百里辰与欧阳月却不管她,直接坐在上位,欧阳月这才开口道:“粉嫣姑娘很得父皇宠爱,刚进宫便因为美貌直接提了美人,这才没过多久又连提到嫔位,粉嫣姑娘比你想象的要生活的好,并且她让本王妃转告你,她过的很好,让你不要冲动进宫去救她,到时候的结果很可以是你们一起死掉,这绝对不是她要看到的,绿嫣姑娘做什么可要三思啊。”
“不!姐姐一定过的不好,我很了解她的性格,她实在太会为人着想了,她越是这样说,就越说明她过的不好,她是怕人担心,却故意这样说的。一定是这样的,辰王妃,我姐姐过的不好啊,您就救救她吧,求求你了。”绿嫣“噗通”一声跪在地上,已经完全不管不顾的“砰砰砰”照着地上猛磕头,才两下功夫那头上就红了,而听到那撞地的声音,也确实让人心疼。
“绿嫣姑娘你快起来,这件事本王妃也没说过置之不理,你不要着急。”
绿嫣抬起头,却是一脸惊喜:“真的吗,太谢谢了辰王妃,绿嫣这辈子,不下辈子下下辈当牛做马会也报答辰王妃的恩德的。”绿嫣十分激动,说话都有些语无伦次,欧阳月只是笑笑,那齐琪李如霜两个女子看了都忍不住红了眼眶,绿嫣与粉嫣的遭遇实在是太惨太惨了,相比起她们,大厅中其它男子却没表现出什么。
百里辰与欧阳月刚从宫回来,要去洗漱一下换身衣服,进宫可是要穿朝服的,那十分厚重,哪如家中的便服轻快,不过却是邀请在场的人一同用午膳,主人先回房,冷采文轩辕朝华等人便先去后花园待会,也好借机聊聊,要不光等人岂不无聊。
轩辕朝华却快一步冲着绿嫣道:“绿嫣姑娘,在下有些话想与你说,不知道绿嫣姑娘可方便。”
绿嫣得到欧阳月的承诺心中高兴,面上表情十分开怀,说道:“轩辕将军要说什么,那我们出去说吧。”轩辕朝华点点头,两人便离开了。
齐琪面色不太好,看着两人离开的背影,拳头是微握的,李如霜看到微微叹息,也不禁望了过去,冷采文见状笑道:“哈哈,走,出去喝茶,对了我最近研究一种新的行酒令,今天便以茶代酒试试吧,怎么样大木头,你比不比。”
代玉眸子在李如霜与齐琪身上闪动了一下,看着冷采文:“希望你别输的太难看,我是不会手下留情的。”
“你倒是大气的很啊,就知道我一定会输吗。”冷采文气的面红脖子粗的,四人便带着下人去了凉亭。
轩辕朝华与绿嫣却是来到辰王府一处人流极少的假山处,绿嫣笑容满面道:“轩辕将军,不知道你有什么事要说,怎么这么神神秘秘的。”

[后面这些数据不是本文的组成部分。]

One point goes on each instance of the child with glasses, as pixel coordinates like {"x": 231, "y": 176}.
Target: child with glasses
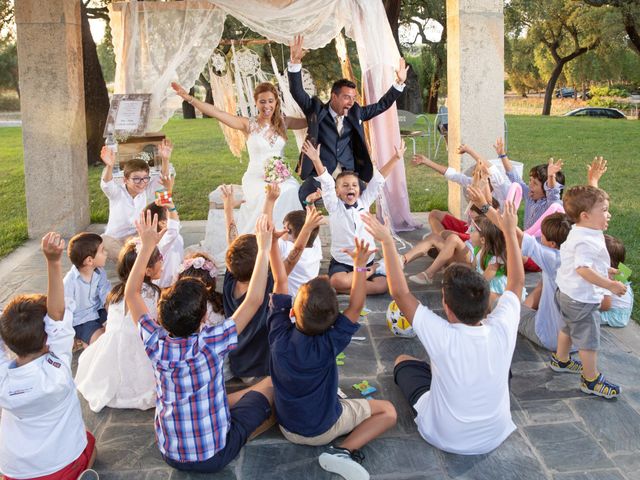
{"x": 128, "y": 199}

轩辕朝华看着眼前女子开朗的笑意,之前住在公主府里,绿嫣虽然一直装着完全不在意,可是他能感觉到她隐藏在笑脸下的内心有多么焦急与无助,她生活的很苦,她一直想改变现状,一直想救出姐姐。这样的女子是十分令人敬佩的:“本来当初你姐姐救你离开后,你应该走的,因为你清楚你再一次回来可能要面对的是什么,可是你明知道自己的结果将来可能多么悲惨,可你还是回来了,你这份亲情让人很感动,我虽然是个男子,但对绿嫣姑娘的做法很是敬佩。”
绿嫣看着轩辕朝华直直望着她,面上不禁微微红了,那天跟轩辕朝华去往公主府,她原想高高在上的霜霞长公主会是十分严肃的人,可是事实上却是个很慈祥的人,公主府上下待她都很好,那个七上八下的心也慢慢平静了许多,而这轩辕将军一直美名在外,可是接触了才知道,他真是个极好的男人。他对祖母十分孝顺,而且文才武功样样出众,在公主府中,她还甚至让轩辕朝华教了她几招,就这几招她多番研究,却感觉自己的武功似乎都有所进步了。她很崇拜这个男人,而以女儿家的眼光,这轩辕朝华也不愧为大明所有未婚女子理想的相公人选,实在太过优秀了,优秀的让她有些自惭行秽。
绿嫣笑了笑:“比起轩辕将军的种种,我这种小女子哪有什么值得敬佩的,能让我执着的东西并不多,而我与姐姐的亲情根本是无法割舍的,倒是让轩辕将军见笑了。”
轩辕朝华静静的望着绿嫣,越发觉得绿嫣与欧阳月有些相似,可是……
绿嫣疑惑的看着轩辕朝华,感觉的到轩辕朝华似乎有什么要说,却说不出口,不禁道:“轩辕将军,你有什么想说的但说无妨。”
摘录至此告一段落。